アンドリューワイエスの絵を見ているような美しい景色。
草原(ここでは黄金の麦畑)にポツンと立つ古びた家。
明るい太陽に青い空。これだけでも気分が晴れ晴れするだろうに、ここに住む人々の表情は沈鬱だ。乾ききった絶望感が漂う。この映像にしてこの雰囲気を醸し出せるのも、すごい。音楽のせいだろうか。
どの村人も心に思う過去がこびりついているのか、それともこの地を抜け出せない事を苦々しく思っているのだろうか。
ここでは吸血鬼、または変わり者と思われている後家になった中年女性。
しかし過去にとらわれてしまっているが、儚げな美しい女性だ。室内の誂えもセンスが良くて女性らしい丁寧な生活ぶりがにじみ出ている。
少年は、大して親に熱心な教育も受けず、過保護も受けず、時に虐待も受ける。それにも負けず、悪ガキだ。
しかし、彼も悪ガキというには美しすぎる。ほれぼれと、その瞳、艶やかな黒髪、つんとした鼻筋に見とれてしまう。
少年は無知で倫理観はない。全能感をまとって、歪んだ世界観で周囲をとらえている。
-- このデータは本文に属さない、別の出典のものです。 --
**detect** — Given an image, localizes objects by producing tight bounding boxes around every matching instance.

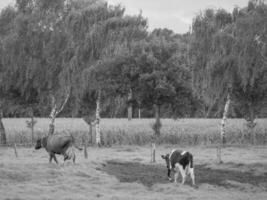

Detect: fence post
[13,143,18,158]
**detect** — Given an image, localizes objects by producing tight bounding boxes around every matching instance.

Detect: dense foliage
[0,0,266,119]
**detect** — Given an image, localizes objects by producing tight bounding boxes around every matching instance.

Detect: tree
[230,1,267,143]
[64,1,147,145]
[138,29,190,135]
[0,6,18,145]
[191,8,235,162]
[191,1,267,161]
[130,29,192,162]
[0,0,72,134]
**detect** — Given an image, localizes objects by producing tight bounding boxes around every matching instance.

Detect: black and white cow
[161,149,195,186]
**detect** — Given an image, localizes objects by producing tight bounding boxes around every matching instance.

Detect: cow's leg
[73,154,76,163]
[189,167,195,186]
[49,154,53,163]
[177,164,186,185]
[174,171,179,183]
[53,155,58,164]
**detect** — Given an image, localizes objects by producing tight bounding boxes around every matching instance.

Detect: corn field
[2,118,267,146]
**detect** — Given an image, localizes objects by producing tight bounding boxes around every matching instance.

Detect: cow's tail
[70,134,83,151]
物心、というやつが付いてない、という状態だろうか。
でも自分の幼いころもここまでではなくとも、自分の独自の世界観があった。
この少年は、写真で一瞬見ただけの、はるか異国の日本という国の赤ん坊には、同情や哀れみをおぼえるのに、目の前の不幸な女性には、全く残酷なんだ。
自分のせいで本当に世界を歪めてしまった、兄を悲しませてしまった、と思い知る事になって初めて、罪の意識をおぼえる。これが柔らかい殻で覆われた少年時代の終わりだったのだろうか。
あらためて、無知、無教育、という事の罪深さを考えてしまう、と、同時に
大人が当たり前と思っている道徳観や常識、知識というものに、本当は、飼いならされてしまって、引き換えに、いびつとは言え、とんでもない世界を想像、創造する力というものを失っているのではないか、ともちらっと思ってしまった。